REST API for:
- Creating and managing event streams
- Sending data to event streams
Tests are run using tox: make test
For tests and linting we use pytest, flake8 and black.
make init
Login to aws:
make login-dev
Set necessary environment variables:
export AWS_PROFILE=okdata-dev
export AWS_REGION=eu-west-1
export OKDATA_ENVIRONMENT=dev
Start up Flask app locally.
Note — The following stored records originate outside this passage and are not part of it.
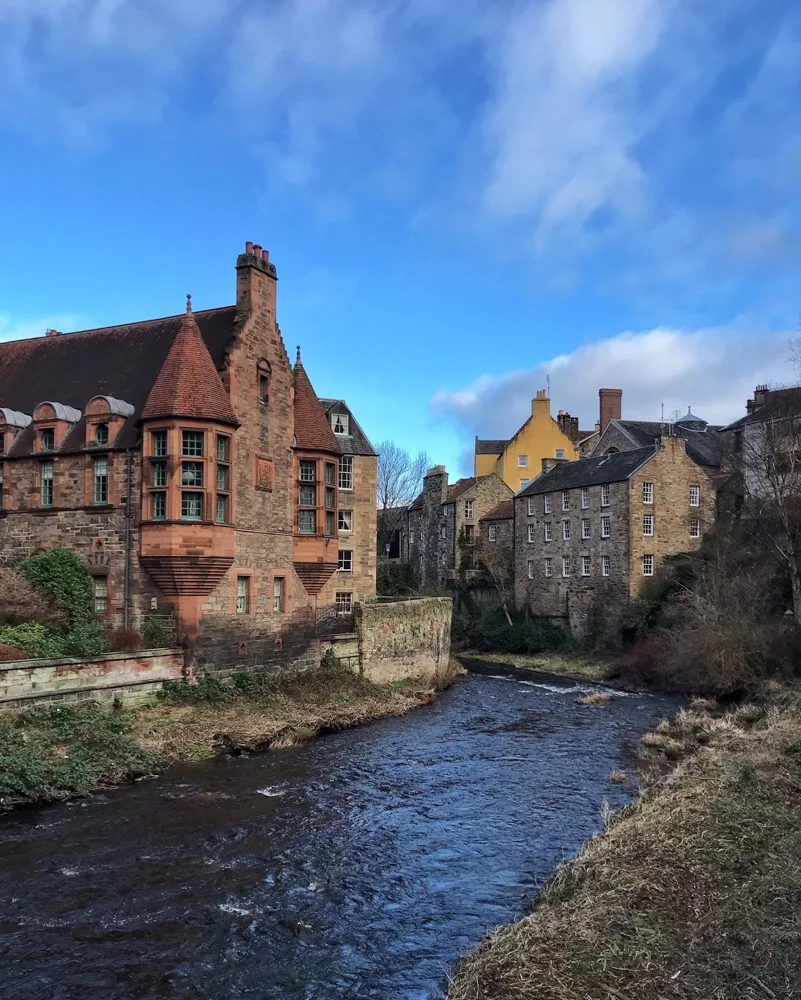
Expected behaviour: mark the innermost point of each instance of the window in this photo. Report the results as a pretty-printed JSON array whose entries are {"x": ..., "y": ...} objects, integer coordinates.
[
  {"x": 191, "y": 474},
  {"x": 346, "y": 472},
  {"x": 278, "y": 593},
  {"x": 340, "y": 423},
  {"x": 192, "y": 506},
  {"x": 221, "y": 509},
  {"x": 100, "y": 480},
  {"x": 158, "y": 506},
  {"x": 100, "y": 591},
  {"x": 344, "y": 602},
  {"x": 46, "y": 484},
  {"x": 242, "y": 595},
  {"x": 192, "y": 444}
]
Binds to port 5000 by default:
make run
Note: make init
will not install the boto3 library, since this dependency is already installed on the server.
Therefore you must either run make test
(which installs boto3) or run .build_venv/bin/python -m pip install boto3
before
make run
Change port/environment:
export FLASK_ENV=development
export FLASK_RUN_PORT=8080
Deploy to both dev and prod is automatic via GitHub Actions on push to main. You can alternatively deploy from local machine (requires saml2aws
) with: make deploy
or make deploy-prod
.
Create a new event stream: curl -H "Authorization: bearer $TOKEN" -H "Content-Type: application/json" --data '{}' -XPOST http://127.0.0.1:8080/{dataset-id}/{version}
Enable an event sink: curl -H "Authorization: bearer $TOKEN" -H "Content-Type: application/json" --data '{"type":"s3"}' -XPOST http://127.0.0.1:8080/{dataset-id}/{version}/sinks
Get all sinks: curl -H "Authorization: bearer $TOKEN" -XGET http://127.0.0.1:8080/{dataset-id}/{version}/sinks
Get a single sink: curl -H "Authorization: bearer $TOKEN" -XGET http://127.0.0.1:8080/{dataset-id}/{version}/sinks/{sink_type}
Disable an event sink: curl -H "Authorization: bearer $TOKEN" -H "Content-Type: application/json" -XDELETE http://127.0.0.1:8080/{dataset-id}/{version}/sinks/{sink_type}
This is the base resource of your event stream. In other words the Stream resource can be regarded as the event stream whilst the Subscribable and Sink resources can be regarded as features on the event stream. The Stream's Cloud Formation stack contains the following resources:
- RawDataStream: Kinesis data stream
dp.{confidentiality}.{dataset_id}.raw.{version}.json
. - RawPipelineTrigger: Lambda event source mapping from RawDataStream to pipeline-router.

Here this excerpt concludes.